Bulletin of the American Physical Society
71st Annual Meeting of the APS Division of Fluid Dynamics
Volume 63, Number 13
Sunday–Tuesday, November 18–20, 2018; Atlanta, Georgia
Session G10: Bubbles: Nucleation and Coalescence
10:35 AM–12:32 PM,
Monday, November 19, 2018
Georgia World Congress Center
Room: B215
Chair: Olivier Coutier-Delgosha, Virginia Polytechnic Institute
Abstract ID: BAPS.2018.DFD.G10.3
Abstract: G10.00003 : Cavitation bubble induced wall shear stress
(Author Not Attending)
Presenter:
Qingyun Zeng
(Nanyang Technological University, Nanyang Technological University)
Authors:
Qingyun Zeng
(Nanyang Technological University, Nanyang Technological University)

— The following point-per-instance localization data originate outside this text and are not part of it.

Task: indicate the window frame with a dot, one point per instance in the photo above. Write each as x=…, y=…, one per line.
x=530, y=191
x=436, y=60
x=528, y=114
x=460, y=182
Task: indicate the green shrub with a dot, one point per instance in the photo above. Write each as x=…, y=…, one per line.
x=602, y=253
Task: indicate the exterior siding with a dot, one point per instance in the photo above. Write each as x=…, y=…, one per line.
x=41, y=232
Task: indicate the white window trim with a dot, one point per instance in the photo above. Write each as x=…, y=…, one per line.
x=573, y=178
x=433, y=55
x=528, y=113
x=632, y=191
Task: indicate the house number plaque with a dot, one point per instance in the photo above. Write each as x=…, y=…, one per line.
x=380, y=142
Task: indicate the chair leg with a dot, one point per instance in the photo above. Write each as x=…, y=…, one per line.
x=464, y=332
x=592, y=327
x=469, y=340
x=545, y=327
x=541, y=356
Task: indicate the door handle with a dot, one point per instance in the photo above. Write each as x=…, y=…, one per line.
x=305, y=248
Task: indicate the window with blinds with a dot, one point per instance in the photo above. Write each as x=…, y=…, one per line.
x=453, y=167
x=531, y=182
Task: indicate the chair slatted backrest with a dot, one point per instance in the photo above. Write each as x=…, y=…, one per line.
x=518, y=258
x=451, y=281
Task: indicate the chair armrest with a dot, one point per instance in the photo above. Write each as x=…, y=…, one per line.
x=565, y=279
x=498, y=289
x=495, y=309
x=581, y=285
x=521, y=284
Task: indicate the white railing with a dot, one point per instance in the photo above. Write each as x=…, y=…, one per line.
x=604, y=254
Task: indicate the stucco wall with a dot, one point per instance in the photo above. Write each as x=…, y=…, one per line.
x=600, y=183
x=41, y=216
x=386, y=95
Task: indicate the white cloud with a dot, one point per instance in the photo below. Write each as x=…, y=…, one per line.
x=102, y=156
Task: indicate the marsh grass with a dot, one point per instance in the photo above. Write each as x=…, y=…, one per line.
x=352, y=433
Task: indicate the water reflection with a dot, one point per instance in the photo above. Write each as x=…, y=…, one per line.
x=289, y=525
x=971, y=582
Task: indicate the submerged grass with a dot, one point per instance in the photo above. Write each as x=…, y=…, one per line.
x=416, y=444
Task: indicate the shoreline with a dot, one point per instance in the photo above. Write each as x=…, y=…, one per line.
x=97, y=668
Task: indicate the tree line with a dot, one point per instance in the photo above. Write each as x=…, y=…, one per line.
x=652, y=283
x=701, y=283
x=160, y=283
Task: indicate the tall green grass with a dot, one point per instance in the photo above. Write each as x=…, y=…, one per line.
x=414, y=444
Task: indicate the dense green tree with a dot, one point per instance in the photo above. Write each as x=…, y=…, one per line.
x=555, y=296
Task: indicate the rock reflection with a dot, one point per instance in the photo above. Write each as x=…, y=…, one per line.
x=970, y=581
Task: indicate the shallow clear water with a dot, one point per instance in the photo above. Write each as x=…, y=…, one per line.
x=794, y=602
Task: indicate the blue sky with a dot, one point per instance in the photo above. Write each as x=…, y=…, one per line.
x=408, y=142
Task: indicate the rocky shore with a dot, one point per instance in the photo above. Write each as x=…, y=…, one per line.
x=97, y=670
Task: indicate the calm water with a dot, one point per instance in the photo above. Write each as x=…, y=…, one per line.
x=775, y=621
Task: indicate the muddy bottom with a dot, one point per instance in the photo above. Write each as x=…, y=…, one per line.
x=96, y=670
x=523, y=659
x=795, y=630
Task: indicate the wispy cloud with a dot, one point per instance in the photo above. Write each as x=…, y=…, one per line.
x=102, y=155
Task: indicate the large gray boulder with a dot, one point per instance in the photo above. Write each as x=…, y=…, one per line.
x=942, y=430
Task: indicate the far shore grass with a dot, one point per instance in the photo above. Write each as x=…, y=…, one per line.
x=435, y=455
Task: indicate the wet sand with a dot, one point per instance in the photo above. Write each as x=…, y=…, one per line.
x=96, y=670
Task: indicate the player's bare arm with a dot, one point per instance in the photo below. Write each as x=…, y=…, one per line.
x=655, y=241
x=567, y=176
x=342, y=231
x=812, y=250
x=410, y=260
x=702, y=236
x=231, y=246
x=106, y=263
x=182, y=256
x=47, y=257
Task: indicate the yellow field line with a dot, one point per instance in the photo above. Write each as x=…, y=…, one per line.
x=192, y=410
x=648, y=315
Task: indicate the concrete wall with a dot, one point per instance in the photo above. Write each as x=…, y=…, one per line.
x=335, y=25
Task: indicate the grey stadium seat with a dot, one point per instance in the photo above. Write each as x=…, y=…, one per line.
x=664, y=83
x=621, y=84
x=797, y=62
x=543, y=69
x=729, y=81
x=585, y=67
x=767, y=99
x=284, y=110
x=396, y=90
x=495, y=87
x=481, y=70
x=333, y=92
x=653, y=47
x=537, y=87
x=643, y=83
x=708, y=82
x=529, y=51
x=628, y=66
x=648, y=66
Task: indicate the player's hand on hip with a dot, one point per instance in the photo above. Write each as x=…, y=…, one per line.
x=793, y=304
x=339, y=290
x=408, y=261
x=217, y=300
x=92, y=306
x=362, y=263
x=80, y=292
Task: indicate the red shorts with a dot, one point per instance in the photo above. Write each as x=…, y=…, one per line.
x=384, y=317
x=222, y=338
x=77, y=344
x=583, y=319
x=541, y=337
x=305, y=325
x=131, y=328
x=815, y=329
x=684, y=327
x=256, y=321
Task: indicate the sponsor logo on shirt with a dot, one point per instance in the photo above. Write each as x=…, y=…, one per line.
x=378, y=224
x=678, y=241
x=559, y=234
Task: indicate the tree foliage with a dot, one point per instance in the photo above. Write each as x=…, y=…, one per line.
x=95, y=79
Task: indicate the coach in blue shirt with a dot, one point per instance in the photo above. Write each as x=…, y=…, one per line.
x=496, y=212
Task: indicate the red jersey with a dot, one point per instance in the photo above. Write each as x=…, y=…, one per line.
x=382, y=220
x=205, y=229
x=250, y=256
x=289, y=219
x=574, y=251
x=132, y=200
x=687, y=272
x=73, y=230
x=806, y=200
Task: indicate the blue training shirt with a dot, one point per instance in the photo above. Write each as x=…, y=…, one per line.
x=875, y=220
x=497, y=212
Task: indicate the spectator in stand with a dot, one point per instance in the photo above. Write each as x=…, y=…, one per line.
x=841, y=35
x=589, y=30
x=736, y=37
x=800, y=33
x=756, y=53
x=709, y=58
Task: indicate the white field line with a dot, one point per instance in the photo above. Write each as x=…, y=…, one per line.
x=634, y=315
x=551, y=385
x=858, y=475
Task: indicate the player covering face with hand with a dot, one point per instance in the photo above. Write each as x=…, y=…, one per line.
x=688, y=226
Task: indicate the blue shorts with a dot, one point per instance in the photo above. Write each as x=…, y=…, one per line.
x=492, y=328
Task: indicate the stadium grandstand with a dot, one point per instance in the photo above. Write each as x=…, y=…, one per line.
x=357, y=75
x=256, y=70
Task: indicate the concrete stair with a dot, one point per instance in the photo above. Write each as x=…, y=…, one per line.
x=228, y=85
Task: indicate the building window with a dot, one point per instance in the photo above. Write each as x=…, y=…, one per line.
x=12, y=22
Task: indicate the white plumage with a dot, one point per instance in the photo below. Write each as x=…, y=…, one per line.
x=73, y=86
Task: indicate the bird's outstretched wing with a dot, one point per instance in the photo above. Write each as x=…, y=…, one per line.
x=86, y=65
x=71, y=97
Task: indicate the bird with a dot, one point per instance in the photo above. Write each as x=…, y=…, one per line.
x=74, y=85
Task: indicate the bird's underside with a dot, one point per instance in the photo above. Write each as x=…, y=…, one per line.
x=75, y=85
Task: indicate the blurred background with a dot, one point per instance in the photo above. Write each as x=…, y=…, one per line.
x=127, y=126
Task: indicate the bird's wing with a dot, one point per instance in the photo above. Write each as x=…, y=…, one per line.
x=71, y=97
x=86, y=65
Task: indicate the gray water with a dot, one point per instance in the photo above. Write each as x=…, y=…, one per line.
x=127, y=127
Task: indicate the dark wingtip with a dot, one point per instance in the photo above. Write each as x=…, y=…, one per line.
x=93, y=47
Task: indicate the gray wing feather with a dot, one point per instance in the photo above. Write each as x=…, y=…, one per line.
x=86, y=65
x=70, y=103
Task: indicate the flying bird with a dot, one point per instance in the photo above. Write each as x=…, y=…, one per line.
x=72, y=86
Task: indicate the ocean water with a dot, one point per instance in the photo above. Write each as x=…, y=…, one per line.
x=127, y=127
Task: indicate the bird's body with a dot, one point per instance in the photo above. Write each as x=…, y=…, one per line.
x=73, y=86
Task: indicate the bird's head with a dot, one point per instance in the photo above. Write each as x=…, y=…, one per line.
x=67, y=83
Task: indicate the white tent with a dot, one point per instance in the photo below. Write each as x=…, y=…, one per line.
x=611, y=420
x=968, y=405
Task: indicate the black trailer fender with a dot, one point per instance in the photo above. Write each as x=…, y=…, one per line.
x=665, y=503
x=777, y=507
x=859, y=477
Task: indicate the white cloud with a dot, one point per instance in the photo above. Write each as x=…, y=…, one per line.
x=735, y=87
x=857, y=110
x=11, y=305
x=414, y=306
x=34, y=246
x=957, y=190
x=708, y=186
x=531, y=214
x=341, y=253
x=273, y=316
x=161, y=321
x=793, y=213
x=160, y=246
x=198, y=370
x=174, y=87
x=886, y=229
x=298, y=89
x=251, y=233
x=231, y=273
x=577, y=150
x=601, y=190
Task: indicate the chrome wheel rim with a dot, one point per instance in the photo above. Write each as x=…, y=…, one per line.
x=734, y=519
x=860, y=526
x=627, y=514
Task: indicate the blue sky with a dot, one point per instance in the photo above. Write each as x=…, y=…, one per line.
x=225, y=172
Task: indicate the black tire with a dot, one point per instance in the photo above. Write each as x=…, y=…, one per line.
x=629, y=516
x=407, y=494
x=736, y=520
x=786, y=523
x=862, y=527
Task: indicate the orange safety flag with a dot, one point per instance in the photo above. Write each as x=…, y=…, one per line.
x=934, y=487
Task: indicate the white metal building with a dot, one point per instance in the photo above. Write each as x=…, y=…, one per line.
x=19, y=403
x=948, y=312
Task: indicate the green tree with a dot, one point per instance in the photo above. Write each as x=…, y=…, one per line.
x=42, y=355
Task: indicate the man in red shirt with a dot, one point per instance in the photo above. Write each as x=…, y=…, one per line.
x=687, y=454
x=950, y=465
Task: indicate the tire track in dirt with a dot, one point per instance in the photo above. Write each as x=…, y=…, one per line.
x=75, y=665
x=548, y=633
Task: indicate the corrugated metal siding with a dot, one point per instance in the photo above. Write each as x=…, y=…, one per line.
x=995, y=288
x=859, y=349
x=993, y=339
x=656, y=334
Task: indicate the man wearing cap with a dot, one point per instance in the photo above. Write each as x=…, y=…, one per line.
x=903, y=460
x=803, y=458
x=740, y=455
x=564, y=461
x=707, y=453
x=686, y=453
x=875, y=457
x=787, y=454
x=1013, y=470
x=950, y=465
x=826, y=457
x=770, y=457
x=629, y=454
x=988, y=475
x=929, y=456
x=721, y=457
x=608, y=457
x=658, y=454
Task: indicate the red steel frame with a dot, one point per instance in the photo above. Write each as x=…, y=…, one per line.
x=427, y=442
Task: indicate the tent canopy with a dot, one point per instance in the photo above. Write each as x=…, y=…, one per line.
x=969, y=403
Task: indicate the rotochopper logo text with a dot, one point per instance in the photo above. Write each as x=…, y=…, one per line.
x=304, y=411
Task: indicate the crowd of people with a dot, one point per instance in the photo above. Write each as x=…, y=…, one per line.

Silvestre Roberto Gonzalez-Avila
(Otto von Guericke University Magdeburg, Otto von Guericke University Magdeburg)
Claus-Dieter Ohl
(Otto von Guericke University Magdeburg)
The shear flow generated by a collapsing cavitation bubble near a rigid boundary is relevant in surface cleaning, cell membrane poration and enhanced cooling among other applications. However, neither the spatio-temporal distribution nor the magnitude of the shear stress is well known. Here we report the recent simulations of the wall shear stress induced by a single bubble. The simulation is done based on a compressible two-phase Volume of Fluid (VOF) solver from the OpenFOAM framework. We focus on the result for a non-dimensional distance, γ≈1.0 (γ=h/Rmax, where h is the distance of the initial bubble center to the boundary, and Rmax is the maximum spherical equivalent radius of the bubble). The flow region with constant shear rate in the boundary layer is reproduced with a locally refined mesh spacing Δx=0.05 μm. Very high stresses of 100 kPa are found during the early spreading of the high-speed transient jet from the collapsing bubble. Later the main spreading flow and the re-expansion of the toroidal bubble together produce a vortex ring, which stabilizes the flow and thereby slows down the decay of the shear stress. In particular, a spatio-temporal map on the wall shear stress is provided, which summarizes the complex distribution of the shear stress.